2C-H acts as a partial agonist of the serotonin 5-HT_{2A}, 5-HT_{2B}, and 5-HT_{2C} receptors, albeit with far lower potency than other 2C drugs. It also shows affinity for the serotonin 5-HT_{1A} receptor, higher than that of any other 2C drug. The drug exhibits agonist activity in vitro at the human trace amine associated receptor 1 (TAAR1).

2C-H produces visual and auditory changes in rodents, but is much less potent than other 2C drugs. It also produces hypolocomotion at high doses similarly to other psychedelics, but failed to affect prepulse inhibition in contrast to other psychedelics. The drug shows highly potent and fully efficacious anti-inflammatory effects.

== Chemistry ==
=== Synthesis ===
The chemical synthesis of 2C-H has been described. It is used as a precursor in the synthesis of other phenethylamines such as 2C-B, 2C-I, and 2C-N.

=== Analogues and derivatives ===
2C-H (2,5-DMPEA) is one of several possible positional isomers of dimethoxyphenethylamine (DMPEA).

2C-H is the parent compound of the 2C series of psychedelic drugs, also known as 4-substituted 2,5-dimethoxyphenethylamines. These drugs include 2C-B, 2C-C, 2C-D, 2C-E, and 2C-I, among others.
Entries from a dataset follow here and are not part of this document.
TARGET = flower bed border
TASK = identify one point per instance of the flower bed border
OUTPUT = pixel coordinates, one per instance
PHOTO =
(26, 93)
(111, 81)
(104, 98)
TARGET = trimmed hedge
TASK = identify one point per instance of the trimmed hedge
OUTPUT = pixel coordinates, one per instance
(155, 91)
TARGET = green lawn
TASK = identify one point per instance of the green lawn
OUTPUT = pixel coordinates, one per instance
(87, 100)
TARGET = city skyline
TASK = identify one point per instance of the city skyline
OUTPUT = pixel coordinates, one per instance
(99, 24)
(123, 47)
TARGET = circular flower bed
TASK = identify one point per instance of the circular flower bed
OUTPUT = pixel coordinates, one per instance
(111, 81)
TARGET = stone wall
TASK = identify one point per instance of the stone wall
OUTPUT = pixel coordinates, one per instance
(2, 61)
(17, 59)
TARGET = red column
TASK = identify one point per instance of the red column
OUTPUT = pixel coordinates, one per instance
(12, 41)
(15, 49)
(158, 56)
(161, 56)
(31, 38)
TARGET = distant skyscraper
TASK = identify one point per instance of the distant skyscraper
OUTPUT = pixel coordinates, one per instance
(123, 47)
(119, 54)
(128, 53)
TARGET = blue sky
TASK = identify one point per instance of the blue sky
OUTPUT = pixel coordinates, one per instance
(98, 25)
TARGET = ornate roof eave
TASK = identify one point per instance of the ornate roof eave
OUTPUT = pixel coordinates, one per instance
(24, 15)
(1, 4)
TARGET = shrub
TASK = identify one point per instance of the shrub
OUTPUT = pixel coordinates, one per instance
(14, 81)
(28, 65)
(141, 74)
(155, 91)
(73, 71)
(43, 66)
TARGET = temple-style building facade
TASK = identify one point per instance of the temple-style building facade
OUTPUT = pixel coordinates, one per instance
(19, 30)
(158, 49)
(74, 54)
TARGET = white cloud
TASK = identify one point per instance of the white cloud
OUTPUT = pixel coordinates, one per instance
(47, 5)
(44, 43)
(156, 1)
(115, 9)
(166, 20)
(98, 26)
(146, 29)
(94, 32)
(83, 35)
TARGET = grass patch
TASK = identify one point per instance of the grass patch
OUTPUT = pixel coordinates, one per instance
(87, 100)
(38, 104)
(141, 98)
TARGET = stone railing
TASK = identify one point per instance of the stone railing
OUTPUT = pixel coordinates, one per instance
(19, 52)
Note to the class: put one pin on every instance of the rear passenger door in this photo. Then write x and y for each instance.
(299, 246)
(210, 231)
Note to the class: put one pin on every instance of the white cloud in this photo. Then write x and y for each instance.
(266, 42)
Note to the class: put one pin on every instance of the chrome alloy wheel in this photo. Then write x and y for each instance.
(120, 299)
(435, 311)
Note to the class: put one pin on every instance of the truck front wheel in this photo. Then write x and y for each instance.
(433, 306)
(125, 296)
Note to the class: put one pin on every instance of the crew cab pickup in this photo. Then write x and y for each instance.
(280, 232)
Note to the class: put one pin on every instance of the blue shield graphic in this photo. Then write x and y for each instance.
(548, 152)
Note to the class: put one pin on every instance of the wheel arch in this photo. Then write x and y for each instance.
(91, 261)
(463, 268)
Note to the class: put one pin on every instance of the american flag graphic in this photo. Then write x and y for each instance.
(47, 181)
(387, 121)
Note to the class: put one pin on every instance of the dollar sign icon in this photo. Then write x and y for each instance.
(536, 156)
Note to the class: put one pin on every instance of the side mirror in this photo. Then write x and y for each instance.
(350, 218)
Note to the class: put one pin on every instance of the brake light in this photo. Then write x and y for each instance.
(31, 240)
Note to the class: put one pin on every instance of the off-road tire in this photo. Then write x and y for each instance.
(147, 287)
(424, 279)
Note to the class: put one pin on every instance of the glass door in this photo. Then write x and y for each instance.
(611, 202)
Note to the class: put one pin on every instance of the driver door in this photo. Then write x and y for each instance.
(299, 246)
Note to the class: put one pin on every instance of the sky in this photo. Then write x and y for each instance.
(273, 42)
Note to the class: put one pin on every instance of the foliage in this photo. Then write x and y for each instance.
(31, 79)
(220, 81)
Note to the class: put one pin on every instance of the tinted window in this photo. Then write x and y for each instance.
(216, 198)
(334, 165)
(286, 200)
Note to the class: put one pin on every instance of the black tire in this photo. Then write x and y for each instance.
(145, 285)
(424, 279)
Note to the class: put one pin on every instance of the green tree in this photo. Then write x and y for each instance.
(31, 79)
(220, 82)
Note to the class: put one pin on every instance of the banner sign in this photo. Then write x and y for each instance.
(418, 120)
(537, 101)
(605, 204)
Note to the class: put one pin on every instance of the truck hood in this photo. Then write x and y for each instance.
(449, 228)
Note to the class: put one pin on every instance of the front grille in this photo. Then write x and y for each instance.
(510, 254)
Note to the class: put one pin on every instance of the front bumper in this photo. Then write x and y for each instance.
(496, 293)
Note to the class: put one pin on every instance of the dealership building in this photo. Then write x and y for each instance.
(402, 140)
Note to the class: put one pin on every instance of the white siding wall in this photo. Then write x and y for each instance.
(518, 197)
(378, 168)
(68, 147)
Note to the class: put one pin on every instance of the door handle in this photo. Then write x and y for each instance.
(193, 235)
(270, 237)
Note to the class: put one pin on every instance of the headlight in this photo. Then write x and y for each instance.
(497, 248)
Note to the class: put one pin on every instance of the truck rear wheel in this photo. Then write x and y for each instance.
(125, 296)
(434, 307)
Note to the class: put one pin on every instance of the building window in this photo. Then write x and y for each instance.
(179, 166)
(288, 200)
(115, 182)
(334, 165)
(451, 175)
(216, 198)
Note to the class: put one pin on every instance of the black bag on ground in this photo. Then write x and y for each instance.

The N-methyl derivative of 2C-H, N-methyl-2C-H, has reduced activational potency and efficacy at the serotonin 5-HT_{2A} receptor compared to 2C-H.

== History ==
2C-H was first synthesized in 1932 by Johannes S. Buck.

== Society and culture ==
=== Legal status ===
==== Canada ====
As of October 31, 2016; 2C-H is a controlled substance (Schedule III) in Canada.

==== United States ====
As of July 9, 2012, 2C-H is a Schedule I controlled substance in the United States, under the Synthetic Drug Abuse Prevention Act of 2012. 2C-H's DEA Drug Code is 7517.